Из его рассказа я уяснил, что нахожусь в мире ничуть не похожем на родную Землю. Люди здесь живут не на поверхности планеты, а внутри. Цивилизация Земтера насчитывает примерно десять тысячелетий.
(Все единицы измерения у них были другими, но у меня в уме без каких-либо усилий с моей стороны они сами собою переводились в привычные — секунды, минуты, годы, километры).
— После каменных топоров и орбитальных ракет прошло десять тысячелетий, — говорил он.
— Позвольте, — перебил я. — Между каменным топором и орбитальной ракетой — пропасть. Разве можно ставить их рядом?
— Принципиальной разницы между каменным топором и первобытной ракетой на радиоактивном топливе нет: то и другое доступно при зародышевых знаниях о строении мира…
Он сделал попытку растолковать мне главнейшие достижения наук Земтера, говорил о хоморондах пространств, о вакуум-клице и об их постоянной взаимосвязи с числом воплей в балансе израсходованной информации… От всей этой мешанины у меня закружилась голова.
— Видимо, вам не понять этого, — признал он. — Попроще объяснить вряд ли можно.
— И не пытайтесь — не надо!
В конце концов, какое мне дело до их наук — я и своих-то не знал.
Эта мысль родилась внезапно.
— Я, может быть, и поверю вам, что это не сон и что я нахожусь на другой планете, если побываю на поверхности — увижу небо.
«Уж собственное-то солнце и звезды узнаю», — подумал я.
Мы пробирались полутемными штреками. Кристаллы слюды вспыхивали на изломе пластов породы, прорезанной тоннелем.

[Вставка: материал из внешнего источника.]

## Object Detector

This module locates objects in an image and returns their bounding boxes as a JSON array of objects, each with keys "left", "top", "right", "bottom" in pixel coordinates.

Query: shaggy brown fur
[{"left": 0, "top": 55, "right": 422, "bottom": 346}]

Нижняя подъемная камера находилась неподалеку. Итгол прекрасно разбирался в сложнейшем механизме подъемника. Мы вдвоем поместились в клеть. Жилых этажей над нами оказалось множество. Гулкие полости шахтных дворов на этажах стремительно проносились вниз. Ни малейшей перегрузки при подъеме мы не испытывали.
Поверхность Земтера выглядела пустынной и безжизненной. Красноватый мертвенный свет пробивался сквозь плотный заслон облаков или тумана. Когда туман прореживался, показывался огромный бордово-красный диск — наше солнце бывает таким лишь на закате. Поверхность — сплошной камень, гладкий, точно вылизанный. Сквозь прозрачную оболочку камеры доносился гул ветра. Я замечал песчинки, они проносились вскользь поката стеклянного колпака и завихривались с подветренной стороны.
Температура снаружи около трехсот филей (минус восемьдесят по Цельсию). Как в Антарктиде. Атмосфера не ядовита, но сильно разрежена. Без маски выйти нельзя.